First, if those numbers hold up, and they don't seem unreasonable to me at first glance, how many bronze constitutions might have been produced and stored in Rome each year?  Would there necessarily have been just the one constitution issued per province per year?  Would the government want a record of each soldier?  Depending on how the numbers add up, we could be dealing with a staggering number of documents kept by Rome.  Would there be some sort of file for each soldier that tracked his record throughout his career?  Would this be in Rome, or would it just be an outline, so to speak there, with the details in his respective province?  Or, would it all be kept in his province?  And yet, many soldiers moved around (or those with some initiative might), and so would a file move with him?  Perhaps these would have been on less permanent materials, and only the really important stuff, like discharge certificates, would be recorded on permanent materials.  Anyway, it might be that this is unanswerable, but I thought I'd ask anyway.

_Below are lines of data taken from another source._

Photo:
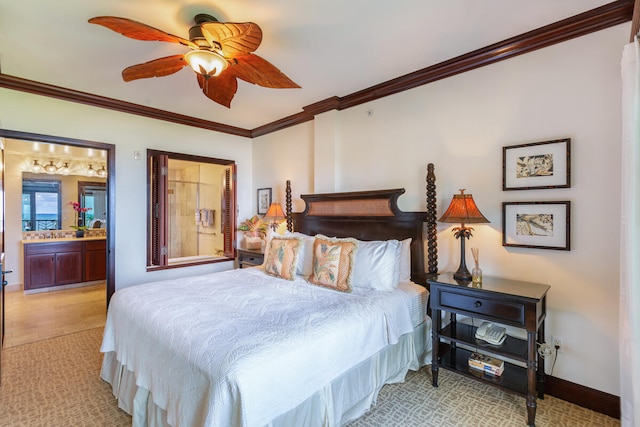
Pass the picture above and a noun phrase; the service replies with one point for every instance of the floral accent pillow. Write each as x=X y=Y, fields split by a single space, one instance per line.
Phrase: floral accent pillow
x=281 y=257
x=332 y=264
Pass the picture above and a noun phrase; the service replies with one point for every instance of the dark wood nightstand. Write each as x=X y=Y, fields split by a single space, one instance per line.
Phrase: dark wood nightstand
x=502 y=301
x=250 y=257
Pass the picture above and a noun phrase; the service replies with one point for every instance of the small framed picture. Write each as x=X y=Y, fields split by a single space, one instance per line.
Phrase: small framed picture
x=264 y=200
x=540 y=225
x=537 y=165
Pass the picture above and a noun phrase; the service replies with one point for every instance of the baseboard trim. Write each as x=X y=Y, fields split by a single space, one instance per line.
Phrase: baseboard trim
x=586 y=397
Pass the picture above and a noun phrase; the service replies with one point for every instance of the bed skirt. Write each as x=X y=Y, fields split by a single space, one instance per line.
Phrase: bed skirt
x=344 y=399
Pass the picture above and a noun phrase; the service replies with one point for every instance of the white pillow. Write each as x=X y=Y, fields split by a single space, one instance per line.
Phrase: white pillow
x=375 y=265
x=305 y=254
x=405 y=261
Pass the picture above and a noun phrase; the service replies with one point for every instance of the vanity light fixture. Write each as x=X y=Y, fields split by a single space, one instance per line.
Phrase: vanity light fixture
x=36 y=167
x=51 y=168
x=102 y=172
x=64 y=169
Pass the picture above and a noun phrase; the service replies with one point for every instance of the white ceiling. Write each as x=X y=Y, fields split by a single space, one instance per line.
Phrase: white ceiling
x=329 y=47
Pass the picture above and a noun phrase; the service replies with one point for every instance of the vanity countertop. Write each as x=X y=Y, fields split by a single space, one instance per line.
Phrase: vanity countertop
x=63 y=239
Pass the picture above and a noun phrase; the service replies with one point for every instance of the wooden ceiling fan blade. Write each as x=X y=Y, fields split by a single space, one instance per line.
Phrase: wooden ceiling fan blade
x=220 y=89
x=234 y=38
x=157 y=68
x=254 y=69
x=139 y=31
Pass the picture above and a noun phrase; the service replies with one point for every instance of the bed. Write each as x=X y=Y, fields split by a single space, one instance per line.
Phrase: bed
x=248 y=347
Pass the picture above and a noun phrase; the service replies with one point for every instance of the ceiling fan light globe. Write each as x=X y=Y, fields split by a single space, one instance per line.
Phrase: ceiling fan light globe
x=206 y=62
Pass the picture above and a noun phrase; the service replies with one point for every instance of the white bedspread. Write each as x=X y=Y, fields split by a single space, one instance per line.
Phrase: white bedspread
x=240 y=347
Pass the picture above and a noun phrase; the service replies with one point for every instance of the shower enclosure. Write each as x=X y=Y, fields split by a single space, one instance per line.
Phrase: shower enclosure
x=195 y=190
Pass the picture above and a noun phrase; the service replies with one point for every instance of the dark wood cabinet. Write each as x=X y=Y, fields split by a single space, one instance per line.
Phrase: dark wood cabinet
x=502 y=301
x=39 y=271
x=50 y=264
x=250 y=257
x=95 y=255
x=68 y=267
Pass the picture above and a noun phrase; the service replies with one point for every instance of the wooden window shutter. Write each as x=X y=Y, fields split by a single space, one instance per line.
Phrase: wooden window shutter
x=159 y=168
x=229 y=211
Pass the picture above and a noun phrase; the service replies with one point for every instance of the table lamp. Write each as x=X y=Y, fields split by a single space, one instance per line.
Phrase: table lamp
x=275 y=214
x=463 y=210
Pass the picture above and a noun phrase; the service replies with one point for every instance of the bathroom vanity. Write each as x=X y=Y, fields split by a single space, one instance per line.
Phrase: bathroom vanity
x=63 y=261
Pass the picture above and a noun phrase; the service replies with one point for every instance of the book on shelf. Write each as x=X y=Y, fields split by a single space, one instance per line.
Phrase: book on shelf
x=486 y=364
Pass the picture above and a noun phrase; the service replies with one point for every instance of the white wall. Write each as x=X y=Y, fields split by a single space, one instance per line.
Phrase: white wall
x=461 y=124
x=30 y=113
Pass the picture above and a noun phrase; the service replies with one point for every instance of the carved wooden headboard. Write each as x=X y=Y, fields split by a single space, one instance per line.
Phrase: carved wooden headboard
x=365 y=215
x=373 y=215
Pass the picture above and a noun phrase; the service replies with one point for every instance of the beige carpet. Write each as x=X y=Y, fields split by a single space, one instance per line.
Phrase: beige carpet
x=56 y=382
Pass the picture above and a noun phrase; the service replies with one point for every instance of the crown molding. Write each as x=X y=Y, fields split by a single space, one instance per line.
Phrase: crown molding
x=38 y=88
x=585 y=23
x=609 y=15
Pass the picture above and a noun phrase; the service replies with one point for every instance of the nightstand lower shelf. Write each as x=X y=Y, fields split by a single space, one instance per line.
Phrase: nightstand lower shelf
x=513 y=348
x=513 y=379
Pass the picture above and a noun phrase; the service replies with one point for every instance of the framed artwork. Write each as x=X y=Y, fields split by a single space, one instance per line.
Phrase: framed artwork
x=540 y=225
x=264 y=200
x=537 y=165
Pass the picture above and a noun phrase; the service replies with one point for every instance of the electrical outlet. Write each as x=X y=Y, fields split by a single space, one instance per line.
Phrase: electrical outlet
x=557 y=342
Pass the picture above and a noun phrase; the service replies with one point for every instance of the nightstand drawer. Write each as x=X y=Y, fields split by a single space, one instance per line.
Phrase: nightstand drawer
x=251 y=259
x=487 y=307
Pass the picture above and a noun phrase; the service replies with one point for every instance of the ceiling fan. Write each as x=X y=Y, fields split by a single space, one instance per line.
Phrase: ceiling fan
x=220 y=54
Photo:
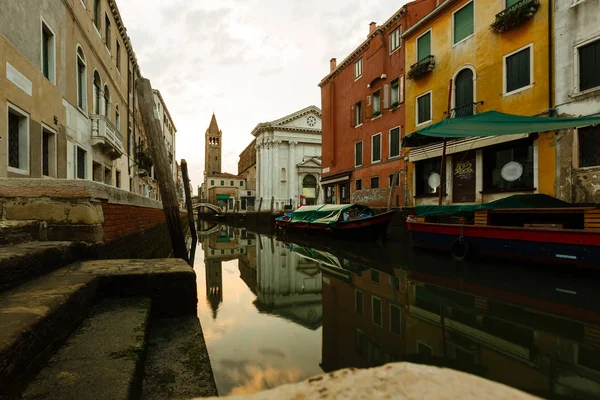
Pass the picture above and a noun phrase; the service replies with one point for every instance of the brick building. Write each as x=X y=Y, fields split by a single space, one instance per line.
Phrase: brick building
x=363 y=115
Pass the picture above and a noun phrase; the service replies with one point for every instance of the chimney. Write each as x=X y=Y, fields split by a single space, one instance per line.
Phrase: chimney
x=372 y=27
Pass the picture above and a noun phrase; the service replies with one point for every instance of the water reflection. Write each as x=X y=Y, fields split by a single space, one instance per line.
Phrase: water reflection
x=280 y=312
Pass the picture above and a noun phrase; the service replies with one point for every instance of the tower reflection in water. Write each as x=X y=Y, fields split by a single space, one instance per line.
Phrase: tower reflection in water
x=521 y=328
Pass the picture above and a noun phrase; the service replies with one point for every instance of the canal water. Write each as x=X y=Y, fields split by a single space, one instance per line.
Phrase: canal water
x=275 y=312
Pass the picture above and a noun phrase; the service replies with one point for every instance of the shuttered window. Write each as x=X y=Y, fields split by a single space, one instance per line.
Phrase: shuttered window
x=424 y=108
x=376 y=148
x=358 y=154
x=518 y=70
x=424 y=46
x=394 y=142
x=463 y=23
x=589 y=66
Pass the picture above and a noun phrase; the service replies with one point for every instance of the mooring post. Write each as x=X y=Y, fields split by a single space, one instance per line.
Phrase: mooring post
x=158 y=152
x=188 y=199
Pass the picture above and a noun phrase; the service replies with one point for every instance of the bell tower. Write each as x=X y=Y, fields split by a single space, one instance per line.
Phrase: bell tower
x=212 y=148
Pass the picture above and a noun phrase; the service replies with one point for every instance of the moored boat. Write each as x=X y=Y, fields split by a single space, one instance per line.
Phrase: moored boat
x=527 y=227
x=344 y=221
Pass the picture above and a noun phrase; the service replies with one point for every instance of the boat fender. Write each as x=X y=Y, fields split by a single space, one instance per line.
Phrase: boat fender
x=460 y=249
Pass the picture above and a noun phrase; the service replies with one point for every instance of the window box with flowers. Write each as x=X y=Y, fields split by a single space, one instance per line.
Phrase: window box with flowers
x=515 y=15
x=421 y=68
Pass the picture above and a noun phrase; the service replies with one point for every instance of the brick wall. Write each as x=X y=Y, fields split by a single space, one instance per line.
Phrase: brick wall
x=121 y=220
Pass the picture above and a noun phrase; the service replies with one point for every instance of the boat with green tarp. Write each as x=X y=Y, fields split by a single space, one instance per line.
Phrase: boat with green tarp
x=346 y=221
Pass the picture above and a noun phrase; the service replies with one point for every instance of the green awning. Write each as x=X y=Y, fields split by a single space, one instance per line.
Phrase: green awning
x=522 y=201
x=492 y=123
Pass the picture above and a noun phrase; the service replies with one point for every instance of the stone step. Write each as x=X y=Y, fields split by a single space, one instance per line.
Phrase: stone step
x=103 y=359
x=25 y=261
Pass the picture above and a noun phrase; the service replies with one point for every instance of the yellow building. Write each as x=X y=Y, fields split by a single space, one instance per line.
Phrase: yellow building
x=497 y=54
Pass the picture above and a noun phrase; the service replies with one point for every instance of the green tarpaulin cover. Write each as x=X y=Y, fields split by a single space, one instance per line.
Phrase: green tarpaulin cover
x=327 y=214
x=515 y=201
x=492 y=123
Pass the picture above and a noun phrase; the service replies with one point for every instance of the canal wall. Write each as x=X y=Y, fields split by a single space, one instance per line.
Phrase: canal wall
x=119 y=223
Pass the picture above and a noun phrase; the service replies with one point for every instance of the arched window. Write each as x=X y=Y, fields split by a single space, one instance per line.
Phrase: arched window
x=463 y=96
x=81 y=80
x=106 y=101
x=117 y=118
x=97 y=91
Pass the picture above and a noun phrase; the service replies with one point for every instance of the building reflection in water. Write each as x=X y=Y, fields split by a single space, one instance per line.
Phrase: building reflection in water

The other issue alluded to above was recruitment.  Should we expect regular recruitment, that is a consistent number of men each and every year?  Or was it always, or partly, a hodgepodge approach?  Things are happening in province X, how many men are in province X, and so let's then raise Y men to compensate.  Most likely it always did vary - we know additional units (both auxiliary and legionary) were raised at different times.  Some units were lost, some were depleted, and some additional ones were needed for major campaigns, like Trajan's war of conquest.  I guess that means we should expect some 25 years or so after the start of a major campaign that there should be an explosion, of sort, of men available for discharge.  And yet, these new units often weren't disbanded once a war ended.  A unit might move on, but they didn't get dissolved just because a war was over.  Perhaps then it's a series of steady periods of recruitment followed by giant spikes at war time (major war).

I think I might be rambling stop.  Besides, I have some diplomas to read/compare, and some more reading to do.  Thinking too about the merits of updating Watson's The Roman Soldier.